Um die HMID auslesen zu können, ist es erforderlich, mit der herstellereigenen Software „HomeMatic-Komponenten konfigurieren“ eine einmalige Verbindung zu dem Konfigurations-Adapter herzustellen. Dazu startet man die Software und gibt für die Verbindung die Seriennummer und den AES Key des Konfigurations-Adapters ein. Wenn keine Verbindung zu dem Adapter hergestellt werden kann, muss in den LAN-Einstellungen des Adapters eventuell das Häkchen „AES Encrypt Lan Communication“ aktiviert werden.
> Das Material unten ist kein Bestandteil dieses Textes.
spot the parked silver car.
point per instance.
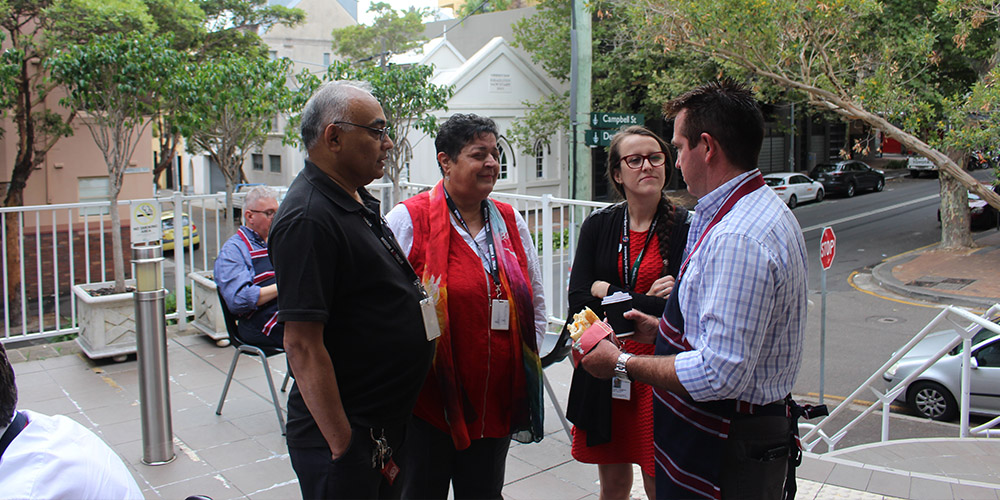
(918, 165)
(932, 394)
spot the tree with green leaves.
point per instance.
(408, 99)
(206, 29)
(865, 60)
(232, 104)
(113, 79)
(392, 32)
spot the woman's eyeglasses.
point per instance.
(657, 159)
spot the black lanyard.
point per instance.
(630, 270)
(392, 246)
(494, 267)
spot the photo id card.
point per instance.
(500, 315)
(621, 389)
(429, 313)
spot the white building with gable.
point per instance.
(495, 82)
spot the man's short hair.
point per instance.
(8, 390)
(727, 111)
(459, 130)
(327, 105)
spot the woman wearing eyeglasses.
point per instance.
(476, 258)
(634, 246)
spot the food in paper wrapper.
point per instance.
(581, 321)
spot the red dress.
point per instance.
(632, 420)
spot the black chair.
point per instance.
(250, 350)
(555, 351)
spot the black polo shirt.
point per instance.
(332, 268)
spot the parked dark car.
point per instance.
(848, 176)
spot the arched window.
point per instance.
(539, 160)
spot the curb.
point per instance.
(882, 273)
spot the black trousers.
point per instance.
(351, 475)
(429, 462)
(756, 458)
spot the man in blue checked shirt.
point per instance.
(245, 276)
(729, 343)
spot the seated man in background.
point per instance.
(245, 276)
(54, 457)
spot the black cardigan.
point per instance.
(597, 258)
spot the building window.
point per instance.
(539, 160)
(503, 163)
(90, 189)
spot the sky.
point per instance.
(364, 17)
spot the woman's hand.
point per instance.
(599, 288)
(662, 287)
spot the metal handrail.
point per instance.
(818, 433)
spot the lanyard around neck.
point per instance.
(630, 270)
(491, 257)
(391, 246)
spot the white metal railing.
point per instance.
(54, 247)
(967, 325)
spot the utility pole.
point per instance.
(581, 60)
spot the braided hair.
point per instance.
(666, 209)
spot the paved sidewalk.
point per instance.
(968, 277)
(241, 454)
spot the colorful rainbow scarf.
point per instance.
(528, 411)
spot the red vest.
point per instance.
(486, 360)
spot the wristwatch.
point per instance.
(620, 371)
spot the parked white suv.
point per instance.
(918, 165)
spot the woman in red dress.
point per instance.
(634, 246)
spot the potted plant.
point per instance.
(207, 311)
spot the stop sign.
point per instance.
(827, 247)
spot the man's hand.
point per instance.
(661, 287)
(600, 361)
(646, 326)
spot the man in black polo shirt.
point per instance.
(351, 304)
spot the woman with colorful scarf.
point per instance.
(477, 261)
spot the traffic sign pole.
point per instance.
(827, 250)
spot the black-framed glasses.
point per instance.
(657, 159)
(266, 213)
(382, 132)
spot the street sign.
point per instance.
(598, 137)
(616, 120)
(145, 221)
(827, 247)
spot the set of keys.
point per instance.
(382, 457)
(381, 451)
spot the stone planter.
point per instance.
(207, 311)
(107, 322)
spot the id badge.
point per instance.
(500, 315)
(429, 313)
(621, 389)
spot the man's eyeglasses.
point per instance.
(657, 159)
(382, 132)
(265, 213)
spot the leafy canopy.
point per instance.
(392, 31)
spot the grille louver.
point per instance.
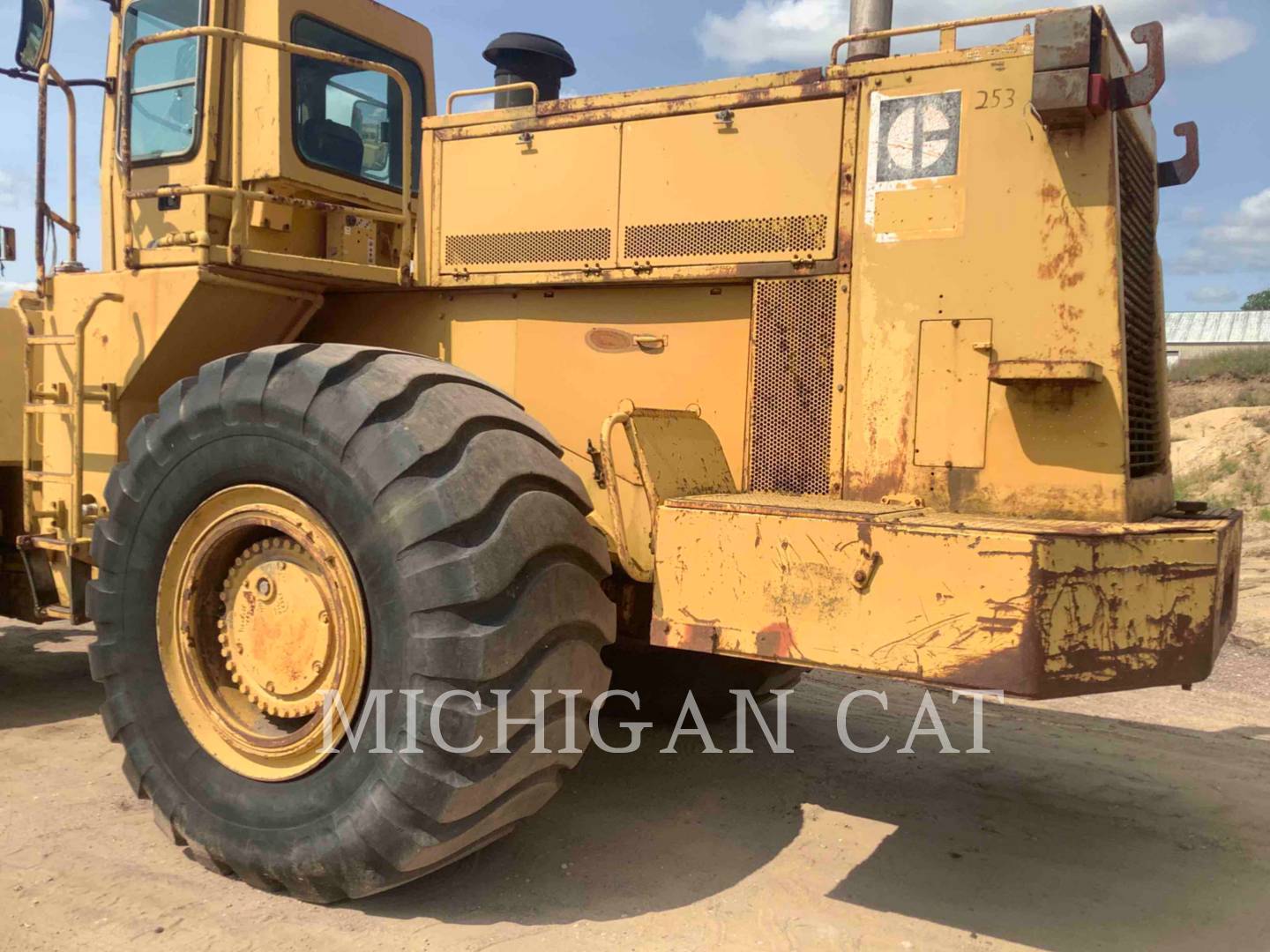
(791, 405)
(1142, 312)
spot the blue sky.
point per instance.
(1214, 233)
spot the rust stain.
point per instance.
(776, 641)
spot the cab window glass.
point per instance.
(349, 121)
(167, 79)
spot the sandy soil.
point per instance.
(1123, 822)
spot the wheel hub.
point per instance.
(276, 634)
(260, 620)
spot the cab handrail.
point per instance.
(238, 193)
Die HMID wird in eine Log-Datei auf der Festplatte geschrieben. Da der Ordner standardmäßig versteckt ist, muss man im Datei-Explorer zunächst unter „Ansicht -> Optionen -> Ordner- und Suchoptionen ändern“ die ausgeblendeten Ordner und Dateien anzeigen lassen. Unter Windows 10 befindet sich die Log-Datei in dem Ordner „C:\ProgramData\Bidcos-Service“. Hier befindet sich eine Datei mit dem Namen „ids“. Diese Datei hat keine Dateiendung und lässt sich mit dem Windows-Texteditor öffnen. Innerhalb der Log-Datei findet sich die Zeile

BidCoS-Address = 2861738

Diese 7-stellige Adresse ist bei jedem natürlich anders. Man muss sich seine eigene Adresse herausschreiben.
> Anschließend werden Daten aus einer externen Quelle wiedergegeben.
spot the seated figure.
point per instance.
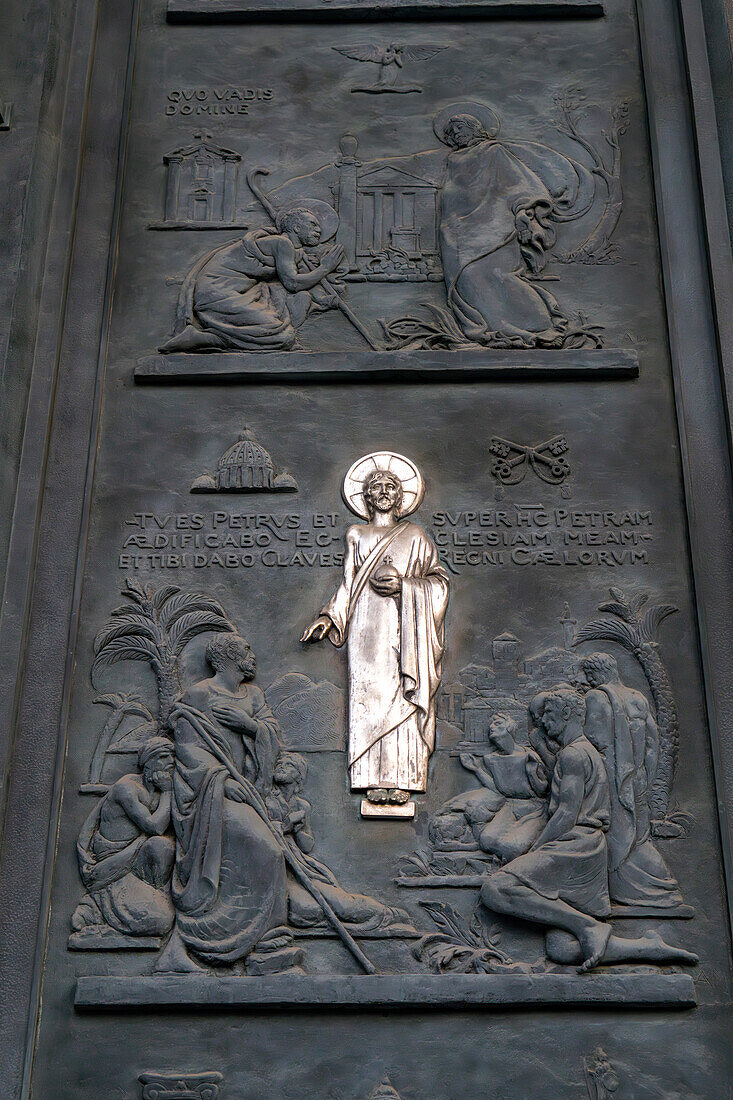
(124, 858)
(620, 723)
(292, 813)
(254, 293)
(507, 813)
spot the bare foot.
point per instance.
(592, 945)
(662, 952)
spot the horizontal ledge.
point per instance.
(398, 991)
(206, 11)
(389, 365)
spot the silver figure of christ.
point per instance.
(390, 611)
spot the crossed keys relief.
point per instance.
(547, 460)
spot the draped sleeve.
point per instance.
(425, 592)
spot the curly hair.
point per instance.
(298, 762)
(225, 647)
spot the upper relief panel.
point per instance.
(389, 190)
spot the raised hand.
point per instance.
(386, 585)
(317, 630)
Abgefahren wird es erst jetzt: Denn um die HMID zu erhalten, muss man die ausgelesene BidCoS-Adresse in Hexadezimal umrechnen. Das kann man einfach mit dem Windows-Rechner machen. Dazu muss man den Rechner nur in den Modus „Programmierer“ umstellen. Heraus kommt eine 6-stellige hexadezimale Zahl. Das ist unsere HMID:

HMLan HMID

HomeMatic Konfigurations-Adapter LAN in FHEM konfigurieren

Damit sind alle Informationen vorhanden, um den Konfigurations-Adapter in FHEM einrichten zu können. Damit FHEM mit dem Konfigurations-Adapter kommunizieren kann, muss in den LAN-Einstellungen des Adapters zunächst wieder das Häkchen „AES Encrypt Lan Communication“ deaktiviert werden.
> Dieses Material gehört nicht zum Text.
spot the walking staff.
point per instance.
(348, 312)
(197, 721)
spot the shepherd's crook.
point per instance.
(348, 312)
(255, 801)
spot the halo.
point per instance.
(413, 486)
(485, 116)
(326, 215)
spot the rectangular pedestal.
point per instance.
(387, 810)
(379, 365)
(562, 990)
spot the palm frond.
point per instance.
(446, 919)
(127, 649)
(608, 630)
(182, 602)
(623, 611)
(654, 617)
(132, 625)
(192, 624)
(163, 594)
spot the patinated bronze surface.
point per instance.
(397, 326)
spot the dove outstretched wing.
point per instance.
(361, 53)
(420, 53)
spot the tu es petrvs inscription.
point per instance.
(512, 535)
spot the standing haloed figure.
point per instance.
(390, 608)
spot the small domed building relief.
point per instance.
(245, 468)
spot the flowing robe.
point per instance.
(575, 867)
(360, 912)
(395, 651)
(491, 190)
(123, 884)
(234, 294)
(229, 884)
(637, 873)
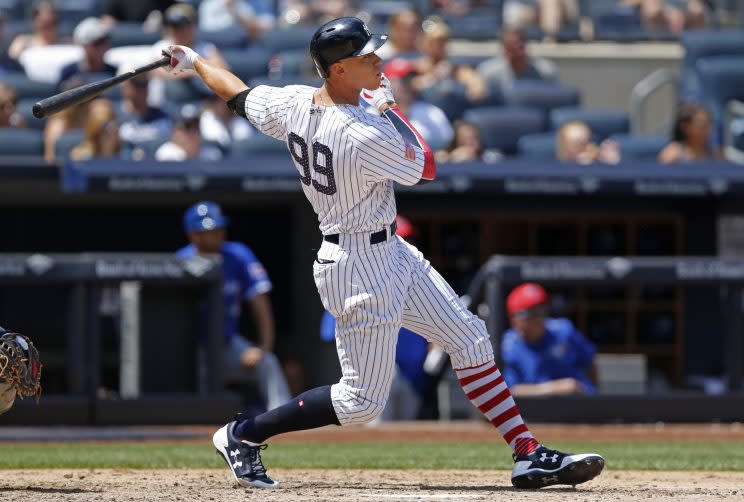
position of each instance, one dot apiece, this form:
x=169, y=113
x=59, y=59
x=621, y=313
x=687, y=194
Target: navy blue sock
x=309, y=410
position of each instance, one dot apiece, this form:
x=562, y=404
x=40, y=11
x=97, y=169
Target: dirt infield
x=357, y=486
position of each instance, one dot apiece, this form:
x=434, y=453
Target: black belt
x=374, y=238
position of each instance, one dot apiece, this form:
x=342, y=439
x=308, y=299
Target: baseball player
x=244, y=281
x=370, y=280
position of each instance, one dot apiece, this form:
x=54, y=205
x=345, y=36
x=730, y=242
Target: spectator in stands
x=691, y=136
x=254, y=16
x=515, y=63
x=186, y=141
x=550, y=15
x=148, y=12
x=467, y=146
x=140, y=122
x=92, y=35
x=434, y=68
x=544, y=356
x=101, y=133
x=674, y=16
x=574, y=144
x=69, y=119
x=404, y=30
x=180, y=29
x=429, y=120
x=45, y=23
x=244, y=281
x=219, y=125
x=8, y=116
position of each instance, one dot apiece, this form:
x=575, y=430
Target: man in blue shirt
x=544, y=356
x=244, y=279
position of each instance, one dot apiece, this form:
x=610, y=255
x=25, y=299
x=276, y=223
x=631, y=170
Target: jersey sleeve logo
x=410, y=152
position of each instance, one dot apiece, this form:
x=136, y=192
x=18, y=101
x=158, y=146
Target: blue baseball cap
x=203, y=216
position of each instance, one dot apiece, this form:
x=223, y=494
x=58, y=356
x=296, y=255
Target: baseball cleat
x=544, y=467
x=243, y=458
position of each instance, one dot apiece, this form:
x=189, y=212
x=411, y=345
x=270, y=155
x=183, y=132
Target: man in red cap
x=544, y=356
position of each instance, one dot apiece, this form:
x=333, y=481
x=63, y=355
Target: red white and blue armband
x=412, y=138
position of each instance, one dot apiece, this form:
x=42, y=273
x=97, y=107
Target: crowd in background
x=175, y=118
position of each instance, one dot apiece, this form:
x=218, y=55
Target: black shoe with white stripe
x=544, y=467
x=243, y=458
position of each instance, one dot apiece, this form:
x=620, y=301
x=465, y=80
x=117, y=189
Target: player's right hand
x=182, y=58
x=380, y=97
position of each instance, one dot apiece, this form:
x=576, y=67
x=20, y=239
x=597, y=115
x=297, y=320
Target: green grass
x=698, y=455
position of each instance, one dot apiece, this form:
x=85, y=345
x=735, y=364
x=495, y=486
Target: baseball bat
x=71, y=97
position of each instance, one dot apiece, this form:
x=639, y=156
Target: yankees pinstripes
x=347, y=160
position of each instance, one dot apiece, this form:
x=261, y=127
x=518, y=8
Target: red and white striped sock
x=487, y=390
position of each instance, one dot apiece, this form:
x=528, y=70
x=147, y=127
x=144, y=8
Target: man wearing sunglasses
x=542, y=355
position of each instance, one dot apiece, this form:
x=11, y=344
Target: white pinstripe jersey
x=347, y=158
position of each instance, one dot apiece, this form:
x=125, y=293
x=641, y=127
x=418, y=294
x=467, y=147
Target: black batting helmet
x=342, y=38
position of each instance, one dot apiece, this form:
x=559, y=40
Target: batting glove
x=381, y=96
x=182, y=58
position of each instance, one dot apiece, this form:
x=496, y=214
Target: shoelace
x=254, y=458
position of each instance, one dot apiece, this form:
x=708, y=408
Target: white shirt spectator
x=215, y=16
x=169, y=151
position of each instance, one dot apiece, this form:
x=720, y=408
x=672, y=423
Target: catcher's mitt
x=20, y=366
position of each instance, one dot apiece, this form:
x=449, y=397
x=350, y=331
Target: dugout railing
x=168, y=325
x=500, y=274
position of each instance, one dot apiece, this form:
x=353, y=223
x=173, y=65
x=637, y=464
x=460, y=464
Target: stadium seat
x=537, y=146
x=502, y=126
x=257, y=144
x=722, y=80
x=542, y=95
x=231, y=38
x=13, y=9
x=639, y=146
x=604, y=122
x=21, y=142
x=247, y=63
x=27, y=88
x=449, y=96
x=700, y=44
x=480, y=24
x=128, y=33
x=65, y=143
x=276, y=41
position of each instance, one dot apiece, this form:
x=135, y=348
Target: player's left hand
x=182, y=58
x=380, y=97
x=251, y=357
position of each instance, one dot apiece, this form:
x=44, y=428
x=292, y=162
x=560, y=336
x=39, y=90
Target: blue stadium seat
x=479, y=24
x=257, y=144
x=638, y=146
x=700, y=44
x=538, y=146
x=276, y=41
x=128, y=33
x=247, y=63
x=21, y=142
x=65, y=143
x=542, y=95
x=722, y=80
x=502, y=126
x=13, y=9
x=231, y=38
x=287, y=80
x=604, y=122
x=27, y=88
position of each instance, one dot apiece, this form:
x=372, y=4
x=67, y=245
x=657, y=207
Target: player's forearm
x=412, y=136
x=224, y=83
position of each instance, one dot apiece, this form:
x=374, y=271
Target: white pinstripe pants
x=373, y=290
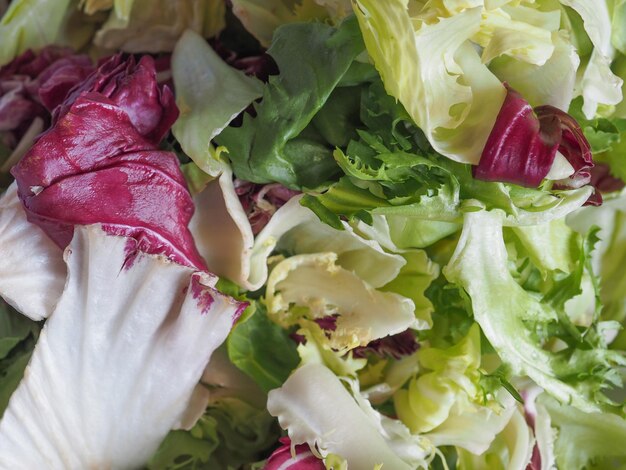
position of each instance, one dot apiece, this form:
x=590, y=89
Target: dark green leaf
x=263, y=351
x=261, y=149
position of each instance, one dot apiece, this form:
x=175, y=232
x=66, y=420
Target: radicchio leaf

Um den Konfigurations-Adapter einzurichten, ruft man das Webinterface von FHEM auf (http://raspberrypi:8083) und geht zum Menüpunkt „Edit files -> fhem.cfg“. Hier trägt man in einer freien Zeile

# HM-CFG-LAN Interface
define HMLAN1 HMLAN 192.168.0.232:1000
attr HMLAN1 hmId 2BAAAA

ein. Dabei muss die IP-Adresse und die HMID durch die eigenen Daten ersetzt werden.

Nach einem Klick auf den Button „Save fhem.cfg“ ist der Konfigurations-Adapter eingerichtet und einsatzbereit. FHEM kann nun über den Konfigurations-Adapter mit anderen Homematic-Geräten kommunizieren.